Raddled Chicago teacher Elizabeth Halsey (Cameron Diaz) curses at her students, likes a drink, and plans to marry her wealthy fiance. When he dumps her, she tries to win over substitute teacher Scott Delacorte (Justin Timberlake) in competition with fellow educator Amy Squirrell (Lucy Punch). What Elizabeth doesn't realise is that school gym teacher Russell Gettis (Jason Segel) is giving her the glad eye. Raucous comedy from Walk Hard director Jake Kasdan.
Remember that teacher you had at school who stood out from the rest? The one who inspired you to do things that changed your life, the one who made you feel as if you could achieve anything?
Well, Cameron Diaz is not that teacher. As Elizabeth Halsey, a smoking-hot faculty member with a mouth fouler than a Tarantino script and a temper to match, Diaz shows off her comedy chops, displaying the kind of sunny charisma (despite the hangovers) that has charmed audiences since There's Something About Mary.

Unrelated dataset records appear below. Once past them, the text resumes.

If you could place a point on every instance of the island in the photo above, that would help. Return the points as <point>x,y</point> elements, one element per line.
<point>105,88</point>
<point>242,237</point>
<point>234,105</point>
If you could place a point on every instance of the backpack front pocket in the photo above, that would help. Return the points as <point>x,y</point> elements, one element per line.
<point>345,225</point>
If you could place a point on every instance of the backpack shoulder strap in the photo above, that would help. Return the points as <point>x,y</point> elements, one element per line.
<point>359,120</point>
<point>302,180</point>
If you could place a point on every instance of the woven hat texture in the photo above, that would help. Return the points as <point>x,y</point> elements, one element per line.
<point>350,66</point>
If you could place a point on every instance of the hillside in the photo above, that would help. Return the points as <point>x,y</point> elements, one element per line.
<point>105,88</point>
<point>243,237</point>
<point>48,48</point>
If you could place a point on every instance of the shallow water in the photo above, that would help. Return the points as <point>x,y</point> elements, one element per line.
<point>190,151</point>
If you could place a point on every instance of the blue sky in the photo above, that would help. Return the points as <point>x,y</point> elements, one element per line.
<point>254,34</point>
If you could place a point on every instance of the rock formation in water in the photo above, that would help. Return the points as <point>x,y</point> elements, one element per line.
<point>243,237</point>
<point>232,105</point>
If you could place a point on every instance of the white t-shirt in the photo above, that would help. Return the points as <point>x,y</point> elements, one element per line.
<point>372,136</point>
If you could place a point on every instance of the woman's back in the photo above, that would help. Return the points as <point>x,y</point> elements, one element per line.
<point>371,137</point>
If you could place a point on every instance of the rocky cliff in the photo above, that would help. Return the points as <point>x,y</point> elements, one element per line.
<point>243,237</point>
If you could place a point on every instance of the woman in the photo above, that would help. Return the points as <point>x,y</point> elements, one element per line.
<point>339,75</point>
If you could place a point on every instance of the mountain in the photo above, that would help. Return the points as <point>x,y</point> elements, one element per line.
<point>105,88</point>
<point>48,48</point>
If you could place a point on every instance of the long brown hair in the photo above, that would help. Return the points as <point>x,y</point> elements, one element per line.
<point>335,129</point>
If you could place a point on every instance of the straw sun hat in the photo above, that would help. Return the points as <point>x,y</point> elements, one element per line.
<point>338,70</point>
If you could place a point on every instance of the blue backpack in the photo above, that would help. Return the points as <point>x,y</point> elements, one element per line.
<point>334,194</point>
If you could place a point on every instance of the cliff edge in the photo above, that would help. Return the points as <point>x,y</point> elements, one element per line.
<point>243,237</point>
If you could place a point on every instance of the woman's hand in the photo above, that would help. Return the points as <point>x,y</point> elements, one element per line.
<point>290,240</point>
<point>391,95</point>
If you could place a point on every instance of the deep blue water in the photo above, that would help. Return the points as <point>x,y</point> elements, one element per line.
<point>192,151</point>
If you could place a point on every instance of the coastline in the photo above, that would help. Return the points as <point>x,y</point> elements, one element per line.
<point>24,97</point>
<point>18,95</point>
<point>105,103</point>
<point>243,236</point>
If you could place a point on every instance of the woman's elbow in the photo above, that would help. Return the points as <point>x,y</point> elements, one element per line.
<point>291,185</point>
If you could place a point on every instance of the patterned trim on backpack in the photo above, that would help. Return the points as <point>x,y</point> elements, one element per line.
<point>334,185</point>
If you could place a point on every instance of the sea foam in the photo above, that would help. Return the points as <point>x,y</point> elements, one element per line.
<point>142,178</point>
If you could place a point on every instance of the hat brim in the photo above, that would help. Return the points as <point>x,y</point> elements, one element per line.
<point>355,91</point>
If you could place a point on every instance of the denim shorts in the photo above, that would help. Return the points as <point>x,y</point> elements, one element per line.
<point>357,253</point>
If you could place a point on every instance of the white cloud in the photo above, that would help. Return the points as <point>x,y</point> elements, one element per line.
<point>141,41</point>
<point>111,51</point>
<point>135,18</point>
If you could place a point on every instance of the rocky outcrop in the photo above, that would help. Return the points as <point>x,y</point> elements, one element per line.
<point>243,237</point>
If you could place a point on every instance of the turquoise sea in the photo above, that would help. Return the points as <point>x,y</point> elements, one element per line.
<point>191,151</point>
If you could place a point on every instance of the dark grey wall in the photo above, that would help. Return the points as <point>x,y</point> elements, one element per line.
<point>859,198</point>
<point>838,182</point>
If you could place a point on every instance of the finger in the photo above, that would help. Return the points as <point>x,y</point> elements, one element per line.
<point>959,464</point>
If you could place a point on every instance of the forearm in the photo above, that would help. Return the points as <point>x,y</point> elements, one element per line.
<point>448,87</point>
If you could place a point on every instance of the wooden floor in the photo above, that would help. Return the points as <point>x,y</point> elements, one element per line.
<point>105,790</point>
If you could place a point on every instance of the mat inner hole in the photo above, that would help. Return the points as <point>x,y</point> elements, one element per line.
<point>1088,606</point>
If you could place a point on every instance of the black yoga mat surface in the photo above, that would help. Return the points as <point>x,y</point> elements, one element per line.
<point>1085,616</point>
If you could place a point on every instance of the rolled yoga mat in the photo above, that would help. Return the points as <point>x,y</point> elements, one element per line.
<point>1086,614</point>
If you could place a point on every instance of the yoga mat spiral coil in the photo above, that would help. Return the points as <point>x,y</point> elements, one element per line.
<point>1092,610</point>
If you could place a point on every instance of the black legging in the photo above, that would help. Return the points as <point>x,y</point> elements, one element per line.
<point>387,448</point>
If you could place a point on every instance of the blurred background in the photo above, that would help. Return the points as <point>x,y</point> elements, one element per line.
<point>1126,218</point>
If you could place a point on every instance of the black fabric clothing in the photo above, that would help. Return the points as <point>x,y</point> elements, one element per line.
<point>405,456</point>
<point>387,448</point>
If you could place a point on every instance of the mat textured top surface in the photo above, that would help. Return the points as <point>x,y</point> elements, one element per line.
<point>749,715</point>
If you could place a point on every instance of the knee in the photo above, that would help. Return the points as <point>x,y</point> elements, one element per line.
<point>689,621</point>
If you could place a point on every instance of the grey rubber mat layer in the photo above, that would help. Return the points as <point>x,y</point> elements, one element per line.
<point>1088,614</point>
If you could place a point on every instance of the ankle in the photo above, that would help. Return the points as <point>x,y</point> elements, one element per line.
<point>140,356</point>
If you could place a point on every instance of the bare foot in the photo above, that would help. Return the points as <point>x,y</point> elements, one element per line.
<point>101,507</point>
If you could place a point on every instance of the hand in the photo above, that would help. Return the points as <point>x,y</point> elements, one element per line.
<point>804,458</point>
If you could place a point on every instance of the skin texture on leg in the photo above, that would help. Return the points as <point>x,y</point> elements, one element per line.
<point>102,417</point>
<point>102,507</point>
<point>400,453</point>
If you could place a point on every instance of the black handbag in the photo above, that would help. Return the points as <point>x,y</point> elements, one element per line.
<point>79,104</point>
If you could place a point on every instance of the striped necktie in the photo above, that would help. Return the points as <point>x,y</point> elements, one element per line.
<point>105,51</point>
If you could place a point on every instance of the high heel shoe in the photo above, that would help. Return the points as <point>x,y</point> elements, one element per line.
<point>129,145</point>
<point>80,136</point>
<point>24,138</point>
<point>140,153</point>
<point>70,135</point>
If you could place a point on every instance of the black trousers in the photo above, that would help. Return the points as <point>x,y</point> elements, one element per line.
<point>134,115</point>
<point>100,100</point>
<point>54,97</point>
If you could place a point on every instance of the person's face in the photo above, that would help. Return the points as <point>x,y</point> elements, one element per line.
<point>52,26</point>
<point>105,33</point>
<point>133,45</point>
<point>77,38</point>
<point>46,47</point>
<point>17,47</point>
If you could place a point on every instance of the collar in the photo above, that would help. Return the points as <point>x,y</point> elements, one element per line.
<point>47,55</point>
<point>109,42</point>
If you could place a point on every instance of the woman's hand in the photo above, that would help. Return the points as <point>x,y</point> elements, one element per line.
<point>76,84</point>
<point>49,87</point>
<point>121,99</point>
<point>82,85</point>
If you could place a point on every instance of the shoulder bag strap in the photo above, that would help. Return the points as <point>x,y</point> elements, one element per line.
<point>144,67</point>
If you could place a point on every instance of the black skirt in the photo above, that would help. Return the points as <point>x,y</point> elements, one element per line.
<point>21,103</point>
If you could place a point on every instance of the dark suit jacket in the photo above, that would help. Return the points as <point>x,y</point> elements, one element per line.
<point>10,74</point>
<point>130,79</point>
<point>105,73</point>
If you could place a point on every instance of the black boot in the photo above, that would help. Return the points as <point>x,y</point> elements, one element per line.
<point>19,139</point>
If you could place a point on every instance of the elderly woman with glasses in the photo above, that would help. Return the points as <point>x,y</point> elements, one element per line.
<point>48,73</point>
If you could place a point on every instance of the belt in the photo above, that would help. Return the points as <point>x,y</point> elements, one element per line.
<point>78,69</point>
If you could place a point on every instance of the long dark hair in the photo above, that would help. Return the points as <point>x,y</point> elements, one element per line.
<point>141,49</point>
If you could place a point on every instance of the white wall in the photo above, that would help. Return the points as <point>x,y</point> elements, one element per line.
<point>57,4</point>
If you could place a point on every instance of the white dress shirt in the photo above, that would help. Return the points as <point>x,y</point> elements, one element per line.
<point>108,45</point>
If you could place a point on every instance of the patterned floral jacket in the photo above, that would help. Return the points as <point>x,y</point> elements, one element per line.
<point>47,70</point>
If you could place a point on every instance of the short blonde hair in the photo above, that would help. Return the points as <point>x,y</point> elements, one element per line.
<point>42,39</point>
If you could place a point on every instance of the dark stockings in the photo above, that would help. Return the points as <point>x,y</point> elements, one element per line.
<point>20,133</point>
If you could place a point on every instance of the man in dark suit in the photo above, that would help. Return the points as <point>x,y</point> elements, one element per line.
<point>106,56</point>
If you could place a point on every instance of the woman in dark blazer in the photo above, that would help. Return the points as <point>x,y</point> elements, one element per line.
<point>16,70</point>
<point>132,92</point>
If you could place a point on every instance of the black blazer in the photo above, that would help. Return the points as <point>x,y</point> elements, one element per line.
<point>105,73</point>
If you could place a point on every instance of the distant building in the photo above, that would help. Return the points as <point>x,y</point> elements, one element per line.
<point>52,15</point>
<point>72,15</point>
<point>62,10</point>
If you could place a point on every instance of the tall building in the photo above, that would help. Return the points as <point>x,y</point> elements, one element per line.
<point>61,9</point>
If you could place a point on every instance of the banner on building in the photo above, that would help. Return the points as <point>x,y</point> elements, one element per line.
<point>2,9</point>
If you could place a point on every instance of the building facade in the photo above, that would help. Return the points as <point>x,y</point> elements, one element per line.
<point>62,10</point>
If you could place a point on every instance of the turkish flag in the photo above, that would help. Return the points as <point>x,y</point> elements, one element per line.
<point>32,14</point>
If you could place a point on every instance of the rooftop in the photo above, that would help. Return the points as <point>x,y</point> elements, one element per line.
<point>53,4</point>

When Halsey is forced to return to work after being unceremoniously dumped by her opera-loving fiancé, she makes it her mission to bag a rich man (cue Justin Timberlake) with the help of some larger, erm, assets.
Good grades are not exactly Halsey's forte - she lights joints in the gym ("weed is cool"), teaches exclusively via film ("movies are the new books") and steals money from charity events. But that was before she needed to get her finely manicured mitts on the $5000 prize for the class with the top grades...
Lucy Punch (of Hot Fuzz fame) is deliciously whiny as Amy Squirrel, Halsey's love rival and do-gooder extraordinaire, and J-T plays the wet blanket card with surprising aplomb, including an N-Sync parody guaranteed to amuse anyone who remembers the 90s boy band in its heyday.
Those hoping for a glimpse into the romantic life of celebrity exes Diaz and Timberlake will be disappointed though. The trouser-snake is (intentionally) not at his most desirable and, and it's no mean feat that Jason Segal, as the sardonic gym teacher, emerges as the more attractive one. Segal is on fine form, delivering each deadpan line with perfect timing.
But Bad Teacher never quite delivers as much as you're expecting it to. Too many lines fall flat and Diaz's sexed-up appearance is never quite enough to rescue a script that veers uncertainly between tentative character development and out and out absurdity.
Should we sympathise with Halsey? If we do it is only because her rivals are so deeply annoying that she wins our affection by default. Having an anti-hero only really works if he or she changes for the better or if the moral context of the story collapses. Here we have neither.
It's been a prolific year for American comedy and if Hangover 2 was a Fail and Bridesmaids gained a distinction, this film sits firmly in the 'pass' bracket. High marks for effort, but it's not going to win any prizes.